By Annys Shin and Kathleen Day
Washington Post Staff Writers
Thursday, April 21, 2005; Page E01

Fannie Mae interim chief executive Daniel H. Mudd apologized to Congress yesterday for the company's massive accounting failures, as key government officials prepared to press their case today for stricter regulation of the company and its smaller rival, Freddie Mac.

"I am sorry," Mudd told the Senate Banking Committee, adopting a conciliatory tone that contrasted sharply with the final congressional testimony of his predecessor, Franklin D. Raines, who had refused to concede that the company made any mistakes. The Fannie Mae board ousted Raines in December because of the accounting foul-ups.


"I am sorry," Fannie Mae interim chief Daniel H. Mudd told the Senate committee. (Ken Cedeno -- Bloomberg News)

Mudd's comments came as officials from the Office of Federal Housing Enterprise Oversight, which is the companies' regulator, and other agencies prepared to testify today that a new, independent regulator for Fannie and Freddie should have broad power to limit the companies' holdings, according to sources familiar with the testimony who spoke on condition of anonymity because it is not yet public.

OFHEO Director Armando Falcon Jr. plans to tell the committee that the companies' investments should be tied to their mission of keeping mortgage markets well supplied with cash and of promoting homeownership among underserved consumers, sources said.

Congressional Budget Office Director Douglas Holtz-Eakin plans to say that government-chartered Fannie and Freddie have done the job Congress created them to do and that the private sector can now perform that function, sources said.

The hearings yesterday and today are part of a series the Senate committee is holding as Congress considers replacing OFHEO with a more powerful agency to govern Fannie and Freddie.

The firms -- government-chartered but stockholder-owned -- benefit from hundreds of millions of dollars in federal subsidies, such as cheap borrowing costs. The companies buy mortgages from banks so that banks can lend more money to home buyers. Fannie and Freddie mostly bundle the home loans into securities they sell to investors, but in the past decade they increasingly have held onto the loans or bought back the securities for their own investment portfolios.

The two companies now hold $1.5 trillion in loans and loan-related securities, which is nearly 20 percent of the nation's $8 trillion market of outstanding mortgages. Federal Reserve Chairman Alan Greenspan, key members of Congress and the Bush administration say the concentration of ownership poses risks to the financial system and possibly taxpayers without doing much to further the company's mission of facilitating homeownership. Greenspan and others say the profit the companies make on their portfolios goes mostly to shareholders, not to homeowners.

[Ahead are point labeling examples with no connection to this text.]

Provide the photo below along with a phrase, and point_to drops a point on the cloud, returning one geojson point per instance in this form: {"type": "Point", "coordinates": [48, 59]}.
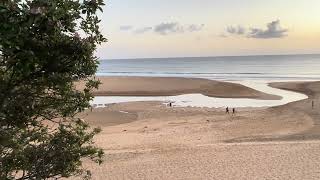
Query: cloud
{"type": "Point", "coordinates": [239, 30]}
{"type": "Point", "coordinates": [274, 30]}
{"type": "Point", "coordinates": [143, 30]}
{"type": "Point", "coordinates": [175, 27]}
{"type": "Point", "coordinates": [166, 28]}
{"type": "Point", "coordinates": [126, 28]}
{"type": "Point", "coordinates": [194, 27]}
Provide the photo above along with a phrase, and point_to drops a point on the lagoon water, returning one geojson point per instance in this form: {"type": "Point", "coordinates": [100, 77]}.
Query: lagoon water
{"type": "Point", "coordinates": [252, 71]}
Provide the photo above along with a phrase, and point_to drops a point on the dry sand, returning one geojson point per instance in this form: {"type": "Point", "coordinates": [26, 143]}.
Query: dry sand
{"type": "Point", "coordinates": [147, 140]}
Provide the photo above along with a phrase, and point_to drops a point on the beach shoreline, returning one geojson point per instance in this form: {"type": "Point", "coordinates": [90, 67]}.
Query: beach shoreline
{"type": "Point", "coordinates": [143, 139]}
{"type": "Point", "coordinates": [173, 86]}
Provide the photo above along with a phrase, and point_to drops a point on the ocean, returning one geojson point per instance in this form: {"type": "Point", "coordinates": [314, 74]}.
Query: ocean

OFHEO, the Securities and Exchange Commission, and the Department of Justice are investigating Fannie's accounting problems, including the use of phony signatures to alter the company's books in a way that triggered millions of dollars in bonuses for top executives.

Mudd and Freddie Mac chief executive Richard F. Syron yesterday threw their support behind creating a more authoritative regulator, but they opposed several of the specific powers Congress wants the regulator to have. They cautioned lawmakers that forcing them to win regulatory approval for new mortgage products would hamper their ability to innovate and help expand the mortgage market. They also opposed limiting the companies' investment portfolios -- a topic that dominated discussion in the committee.

Syron argued that if Fannie and Freddie's portfolios were limited, the risk inherent in those loans would simply be shifted elsewhere in the financial system. Mudd said capping the holdings of Fannie and Freddie would give them less flexibility to keep the housing market supplied with cash in times of crisis, such as following the Sept. 11, 2001, terrorist attacks. Greenspan and others have questioned whether the two mortgage giants filled such a role.